Allah'ın rızâsından, hoşnut olmasından maksat, O'nun emirlerini yerine getiren, yasaklarından kaçınan kullarına verdiği mükâfat ve sevaptır. Allah'ın rızâ göstermemesinden, hoşnut olmamasından veya bazı hadislerde ifade edildiği gibi kızmasından maksat ise, yasaklarına uyulmaması sebebiyle kula yazdığı günah ve bunun karşılığında kişinin göreceği cezâdır.

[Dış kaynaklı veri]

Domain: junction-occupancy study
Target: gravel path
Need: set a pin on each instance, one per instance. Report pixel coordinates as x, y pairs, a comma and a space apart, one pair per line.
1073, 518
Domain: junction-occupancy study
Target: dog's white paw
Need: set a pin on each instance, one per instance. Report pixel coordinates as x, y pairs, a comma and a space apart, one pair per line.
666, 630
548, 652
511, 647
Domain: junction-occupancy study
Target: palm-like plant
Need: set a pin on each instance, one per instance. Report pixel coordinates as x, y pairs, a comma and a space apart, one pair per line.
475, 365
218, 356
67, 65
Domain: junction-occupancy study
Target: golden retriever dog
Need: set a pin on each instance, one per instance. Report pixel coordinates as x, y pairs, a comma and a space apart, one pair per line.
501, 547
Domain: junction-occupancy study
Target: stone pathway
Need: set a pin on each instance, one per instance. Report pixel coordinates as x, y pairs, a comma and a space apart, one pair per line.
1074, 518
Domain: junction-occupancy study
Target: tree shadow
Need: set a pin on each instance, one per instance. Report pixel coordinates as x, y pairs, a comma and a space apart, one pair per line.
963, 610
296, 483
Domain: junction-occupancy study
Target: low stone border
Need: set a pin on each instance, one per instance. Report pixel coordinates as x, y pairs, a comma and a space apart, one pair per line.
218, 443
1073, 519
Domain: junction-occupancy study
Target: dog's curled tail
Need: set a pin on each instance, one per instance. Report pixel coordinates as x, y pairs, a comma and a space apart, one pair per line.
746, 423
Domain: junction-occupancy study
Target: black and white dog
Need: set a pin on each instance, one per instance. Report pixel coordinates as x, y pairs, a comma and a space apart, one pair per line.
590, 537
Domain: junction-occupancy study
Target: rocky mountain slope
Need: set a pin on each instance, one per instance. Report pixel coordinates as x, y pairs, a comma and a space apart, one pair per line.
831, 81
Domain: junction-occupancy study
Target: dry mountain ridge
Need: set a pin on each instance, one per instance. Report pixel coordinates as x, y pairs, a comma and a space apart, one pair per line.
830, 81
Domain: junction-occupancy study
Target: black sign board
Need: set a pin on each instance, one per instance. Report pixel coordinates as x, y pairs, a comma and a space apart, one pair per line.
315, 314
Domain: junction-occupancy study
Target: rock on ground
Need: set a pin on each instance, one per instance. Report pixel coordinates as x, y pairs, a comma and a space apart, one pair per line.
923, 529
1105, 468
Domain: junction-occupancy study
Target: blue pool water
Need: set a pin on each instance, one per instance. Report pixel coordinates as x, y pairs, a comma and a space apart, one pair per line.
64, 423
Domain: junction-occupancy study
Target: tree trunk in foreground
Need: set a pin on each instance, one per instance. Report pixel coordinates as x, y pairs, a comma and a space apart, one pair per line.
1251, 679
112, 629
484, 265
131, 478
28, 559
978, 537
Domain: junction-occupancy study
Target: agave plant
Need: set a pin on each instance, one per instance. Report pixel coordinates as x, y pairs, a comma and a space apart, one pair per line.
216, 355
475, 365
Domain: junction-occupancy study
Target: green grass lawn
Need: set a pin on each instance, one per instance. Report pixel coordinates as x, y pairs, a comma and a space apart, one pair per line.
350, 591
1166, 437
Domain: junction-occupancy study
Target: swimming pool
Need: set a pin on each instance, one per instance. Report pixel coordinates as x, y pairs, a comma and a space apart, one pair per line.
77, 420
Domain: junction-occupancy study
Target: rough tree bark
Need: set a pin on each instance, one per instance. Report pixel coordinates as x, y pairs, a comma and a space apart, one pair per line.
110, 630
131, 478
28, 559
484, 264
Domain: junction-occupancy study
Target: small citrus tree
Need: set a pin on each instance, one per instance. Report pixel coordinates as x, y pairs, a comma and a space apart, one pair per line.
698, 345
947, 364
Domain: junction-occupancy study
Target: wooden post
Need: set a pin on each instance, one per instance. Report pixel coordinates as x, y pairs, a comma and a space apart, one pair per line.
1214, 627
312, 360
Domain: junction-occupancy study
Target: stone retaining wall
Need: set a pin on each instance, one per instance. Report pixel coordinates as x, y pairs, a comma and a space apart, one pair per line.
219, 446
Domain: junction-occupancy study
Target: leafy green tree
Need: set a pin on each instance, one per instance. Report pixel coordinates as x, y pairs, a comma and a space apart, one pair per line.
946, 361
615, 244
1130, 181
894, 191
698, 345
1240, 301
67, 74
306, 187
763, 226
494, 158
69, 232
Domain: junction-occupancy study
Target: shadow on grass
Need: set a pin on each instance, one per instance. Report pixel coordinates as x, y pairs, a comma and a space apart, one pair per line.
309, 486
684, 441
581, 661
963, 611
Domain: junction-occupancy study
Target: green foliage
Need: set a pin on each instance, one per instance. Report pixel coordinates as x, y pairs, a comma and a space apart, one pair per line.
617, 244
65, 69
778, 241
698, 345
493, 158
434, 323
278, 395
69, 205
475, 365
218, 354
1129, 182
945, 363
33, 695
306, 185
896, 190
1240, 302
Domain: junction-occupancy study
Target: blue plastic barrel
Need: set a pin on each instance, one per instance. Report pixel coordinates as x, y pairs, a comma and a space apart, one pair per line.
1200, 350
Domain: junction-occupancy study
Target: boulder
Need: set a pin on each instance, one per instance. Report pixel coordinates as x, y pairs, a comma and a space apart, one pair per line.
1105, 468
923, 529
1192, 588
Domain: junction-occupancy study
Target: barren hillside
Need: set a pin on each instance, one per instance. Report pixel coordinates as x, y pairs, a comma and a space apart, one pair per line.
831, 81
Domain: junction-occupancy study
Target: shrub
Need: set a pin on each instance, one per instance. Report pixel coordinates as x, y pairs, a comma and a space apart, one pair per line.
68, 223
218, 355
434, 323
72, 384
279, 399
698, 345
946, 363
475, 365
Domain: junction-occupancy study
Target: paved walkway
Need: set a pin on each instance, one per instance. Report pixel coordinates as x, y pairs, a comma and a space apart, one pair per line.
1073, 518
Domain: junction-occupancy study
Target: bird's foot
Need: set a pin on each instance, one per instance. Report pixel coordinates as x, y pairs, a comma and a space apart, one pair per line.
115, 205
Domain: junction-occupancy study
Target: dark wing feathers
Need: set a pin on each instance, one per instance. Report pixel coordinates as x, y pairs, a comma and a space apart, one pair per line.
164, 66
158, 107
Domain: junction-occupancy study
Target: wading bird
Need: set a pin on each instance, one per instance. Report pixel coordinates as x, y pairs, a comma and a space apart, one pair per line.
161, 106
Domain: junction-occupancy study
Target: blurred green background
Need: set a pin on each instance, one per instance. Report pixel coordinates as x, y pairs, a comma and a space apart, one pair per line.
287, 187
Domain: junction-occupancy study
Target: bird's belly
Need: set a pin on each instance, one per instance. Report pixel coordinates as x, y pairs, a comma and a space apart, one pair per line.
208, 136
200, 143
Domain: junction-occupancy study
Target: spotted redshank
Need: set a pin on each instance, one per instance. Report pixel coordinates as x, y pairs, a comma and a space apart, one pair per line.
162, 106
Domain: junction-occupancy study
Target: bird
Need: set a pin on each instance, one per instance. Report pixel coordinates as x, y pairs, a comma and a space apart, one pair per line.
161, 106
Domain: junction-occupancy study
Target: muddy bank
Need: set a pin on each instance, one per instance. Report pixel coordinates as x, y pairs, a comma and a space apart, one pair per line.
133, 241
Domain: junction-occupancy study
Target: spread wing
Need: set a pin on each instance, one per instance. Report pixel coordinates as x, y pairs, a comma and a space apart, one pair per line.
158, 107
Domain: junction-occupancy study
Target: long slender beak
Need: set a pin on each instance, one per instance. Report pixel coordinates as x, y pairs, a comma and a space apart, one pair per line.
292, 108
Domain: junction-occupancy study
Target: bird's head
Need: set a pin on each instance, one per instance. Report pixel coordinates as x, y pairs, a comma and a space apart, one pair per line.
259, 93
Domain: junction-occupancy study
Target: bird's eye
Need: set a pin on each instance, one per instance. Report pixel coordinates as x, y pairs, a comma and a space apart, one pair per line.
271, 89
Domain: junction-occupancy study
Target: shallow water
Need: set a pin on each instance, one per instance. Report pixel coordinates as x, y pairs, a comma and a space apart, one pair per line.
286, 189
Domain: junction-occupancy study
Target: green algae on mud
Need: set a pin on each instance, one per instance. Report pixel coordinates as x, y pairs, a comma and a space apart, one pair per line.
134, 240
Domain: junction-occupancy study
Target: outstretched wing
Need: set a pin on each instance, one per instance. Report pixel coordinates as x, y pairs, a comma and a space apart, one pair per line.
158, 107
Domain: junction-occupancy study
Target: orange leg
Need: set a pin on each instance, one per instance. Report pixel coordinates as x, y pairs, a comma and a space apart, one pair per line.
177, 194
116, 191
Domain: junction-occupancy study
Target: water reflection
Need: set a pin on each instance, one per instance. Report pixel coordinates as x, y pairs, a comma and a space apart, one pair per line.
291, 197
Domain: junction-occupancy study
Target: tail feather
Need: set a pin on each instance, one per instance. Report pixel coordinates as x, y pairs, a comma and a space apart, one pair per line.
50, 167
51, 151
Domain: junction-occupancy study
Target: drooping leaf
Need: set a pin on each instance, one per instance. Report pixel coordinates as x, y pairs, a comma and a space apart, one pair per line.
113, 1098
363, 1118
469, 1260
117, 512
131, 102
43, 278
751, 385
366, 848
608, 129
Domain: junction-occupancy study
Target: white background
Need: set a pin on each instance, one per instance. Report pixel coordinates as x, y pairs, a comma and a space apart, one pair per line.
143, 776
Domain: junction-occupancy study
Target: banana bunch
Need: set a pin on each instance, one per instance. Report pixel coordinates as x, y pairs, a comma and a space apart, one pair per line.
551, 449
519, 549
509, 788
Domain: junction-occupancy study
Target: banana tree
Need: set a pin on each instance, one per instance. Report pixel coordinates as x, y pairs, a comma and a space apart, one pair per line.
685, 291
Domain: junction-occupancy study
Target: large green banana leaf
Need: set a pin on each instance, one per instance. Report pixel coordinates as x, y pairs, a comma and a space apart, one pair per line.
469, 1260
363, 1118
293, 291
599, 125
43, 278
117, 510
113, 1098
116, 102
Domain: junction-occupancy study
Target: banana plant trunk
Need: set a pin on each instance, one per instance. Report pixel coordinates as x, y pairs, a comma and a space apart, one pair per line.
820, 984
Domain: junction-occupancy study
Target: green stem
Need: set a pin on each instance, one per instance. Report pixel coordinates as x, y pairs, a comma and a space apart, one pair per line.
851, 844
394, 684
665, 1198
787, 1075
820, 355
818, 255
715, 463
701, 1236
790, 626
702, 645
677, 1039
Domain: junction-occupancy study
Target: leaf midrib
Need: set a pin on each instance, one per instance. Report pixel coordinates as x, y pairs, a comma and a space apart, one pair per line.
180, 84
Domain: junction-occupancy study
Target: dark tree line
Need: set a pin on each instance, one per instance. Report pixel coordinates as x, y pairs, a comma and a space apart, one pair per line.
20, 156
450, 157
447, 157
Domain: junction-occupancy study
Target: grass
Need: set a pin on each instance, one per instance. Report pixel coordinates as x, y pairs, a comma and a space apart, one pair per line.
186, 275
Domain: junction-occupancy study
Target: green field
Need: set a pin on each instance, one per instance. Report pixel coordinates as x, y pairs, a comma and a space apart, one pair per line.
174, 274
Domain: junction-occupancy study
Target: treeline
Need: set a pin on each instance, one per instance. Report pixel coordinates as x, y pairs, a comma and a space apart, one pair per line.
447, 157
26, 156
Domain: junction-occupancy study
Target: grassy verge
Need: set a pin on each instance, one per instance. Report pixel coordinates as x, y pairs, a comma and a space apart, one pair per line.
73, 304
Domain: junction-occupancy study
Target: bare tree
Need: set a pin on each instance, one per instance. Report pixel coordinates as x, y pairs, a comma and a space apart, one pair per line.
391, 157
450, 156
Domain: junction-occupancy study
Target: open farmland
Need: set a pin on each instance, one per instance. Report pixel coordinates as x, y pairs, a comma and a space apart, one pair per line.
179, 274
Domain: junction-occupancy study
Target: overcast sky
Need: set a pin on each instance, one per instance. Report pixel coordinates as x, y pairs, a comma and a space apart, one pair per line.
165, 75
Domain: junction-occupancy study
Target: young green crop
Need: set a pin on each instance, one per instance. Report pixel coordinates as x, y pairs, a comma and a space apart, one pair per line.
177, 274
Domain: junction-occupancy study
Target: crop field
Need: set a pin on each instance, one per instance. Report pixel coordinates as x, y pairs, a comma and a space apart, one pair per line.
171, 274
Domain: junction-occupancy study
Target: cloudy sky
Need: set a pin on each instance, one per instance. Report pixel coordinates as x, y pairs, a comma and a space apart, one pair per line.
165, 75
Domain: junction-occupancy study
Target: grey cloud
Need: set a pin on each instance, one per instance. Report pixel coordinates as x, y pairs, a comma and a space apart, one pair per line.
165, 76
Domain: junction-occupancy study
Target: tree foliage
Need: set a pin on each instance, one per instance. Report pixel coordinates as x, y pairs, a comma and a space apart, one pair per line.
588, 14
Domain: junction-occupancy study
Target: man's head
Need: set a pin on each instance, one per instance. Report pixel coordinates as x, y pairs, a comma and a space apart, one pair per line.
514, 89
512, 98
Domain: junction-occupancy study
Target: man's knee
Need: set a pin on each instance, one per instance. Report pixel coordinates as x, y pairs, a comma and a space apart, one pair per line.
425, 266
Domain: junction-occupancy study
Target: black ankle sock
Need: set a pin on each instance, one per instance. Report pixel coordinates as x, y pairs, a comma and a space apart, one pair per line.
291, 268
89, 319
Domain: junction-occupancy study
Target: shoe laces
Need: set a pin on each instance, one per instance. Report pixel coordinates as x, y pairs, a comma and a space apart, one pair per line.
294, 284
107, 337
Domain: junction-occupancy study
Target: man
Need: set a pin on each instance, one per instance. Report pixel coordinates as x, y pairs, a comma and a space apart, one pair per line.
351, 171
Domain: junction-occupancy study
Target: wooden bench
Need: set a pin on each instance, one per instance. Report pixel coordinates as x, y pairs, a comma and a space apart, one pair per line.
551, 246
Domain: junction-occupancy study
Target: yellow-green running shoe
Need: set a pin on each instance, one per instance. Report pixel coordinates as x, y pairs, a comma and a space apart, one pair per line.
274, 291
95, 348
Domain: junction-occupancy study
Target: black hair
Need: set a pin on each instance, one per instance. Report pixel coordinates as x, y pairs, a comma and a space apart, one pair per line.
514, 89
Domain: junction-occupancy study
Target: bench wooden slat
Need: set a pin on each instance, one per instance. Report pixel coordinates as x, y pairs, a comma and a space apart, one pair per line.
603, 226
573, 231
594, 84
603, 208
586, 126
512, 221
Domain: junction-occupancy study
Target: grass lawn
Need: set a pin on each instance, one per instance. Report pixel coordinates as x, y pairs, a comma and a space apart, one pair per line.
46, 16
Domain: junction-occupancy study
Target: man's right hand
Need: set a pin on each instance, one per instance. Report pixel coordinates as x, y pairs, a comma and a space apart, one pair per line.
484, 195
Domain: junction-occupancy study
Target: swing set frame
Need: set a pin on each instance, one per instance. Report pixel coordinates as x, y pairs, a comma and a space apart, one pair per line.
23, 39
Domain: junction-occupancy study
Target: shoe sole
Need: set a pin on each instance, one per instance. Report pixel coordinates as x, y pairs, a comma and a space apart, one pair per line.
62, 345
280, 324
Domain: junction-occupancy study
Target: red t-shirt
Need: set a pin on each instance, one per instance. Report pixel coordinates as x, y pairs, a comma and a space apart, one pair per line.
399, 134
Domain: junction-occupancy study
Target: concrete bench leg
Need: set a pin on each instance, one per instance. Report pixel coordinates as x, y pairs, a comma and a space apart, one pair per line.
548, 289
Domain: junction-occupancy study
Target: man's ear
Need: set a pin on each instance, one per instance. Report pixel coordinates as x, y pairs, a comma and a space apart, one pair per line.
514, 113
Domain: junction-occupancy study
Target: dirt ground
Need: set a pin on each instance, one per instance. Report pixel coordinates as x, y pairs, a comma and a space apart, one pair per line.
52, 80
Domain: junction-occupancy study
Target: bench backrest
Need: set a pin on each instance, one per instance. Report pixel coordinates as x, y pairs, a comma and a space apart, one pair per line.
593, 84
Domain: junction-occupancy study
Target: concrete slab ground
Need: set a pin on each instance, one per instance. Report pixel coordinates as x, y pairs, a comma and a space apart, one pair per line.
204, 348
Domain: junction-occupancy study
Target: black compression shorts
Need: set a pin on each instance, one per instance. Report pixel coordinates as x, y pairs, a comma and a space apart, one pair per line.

İbadet, kulluk demektir. Cenâb-ı Hakk'ın bütün mahlûkâtından üstün yarattığı insandan istediği ilk şey, Allah'ı bilip tanıması, O'na kulluk bilincine sahip olması ve sadece O'na ibadet etmesidir. İmanın ve İslâm'ın temel şartı, tevhid inancına sahip olmak ve ibadet edilecek yegâne mâbud olarak Allah'ı tanımaktır. İbadet, yani kulluk tabiri, sadece kişinin yapmakla mükellef olduğu belirli ibadetleri kapsamaz; bunun aksine, onun bütün hayatını Allah'ın emir ve yasakları doğrultusunda düzenlemesi anlamına gelir. Farz kılınmış olan ibadetlerin gayesi, kişiyi bu hedefe ulaştırmaktır. Bu gerçeği kavrayan kimsenin hayatının her anı kulluktan ibarettir. Tevhidi kavrayan, Allah'ı bilen, meşhur ve yaygın ifadesiyle mârifetullaha ulaşan ve Allah'a kul olma şuuruna sahip olan bir insanın şirke düşmesi, gizli veya açık şekilde Allah'a herhangi bir şeyi ortak koşması düşünülemez. Allah'a şirk koşan kimse, tevhid inancından uzaklaşmış ve Rabbi ile bağını koparmış olur. Çünkü tevhid ile şirk aynı kalpte birleşmez.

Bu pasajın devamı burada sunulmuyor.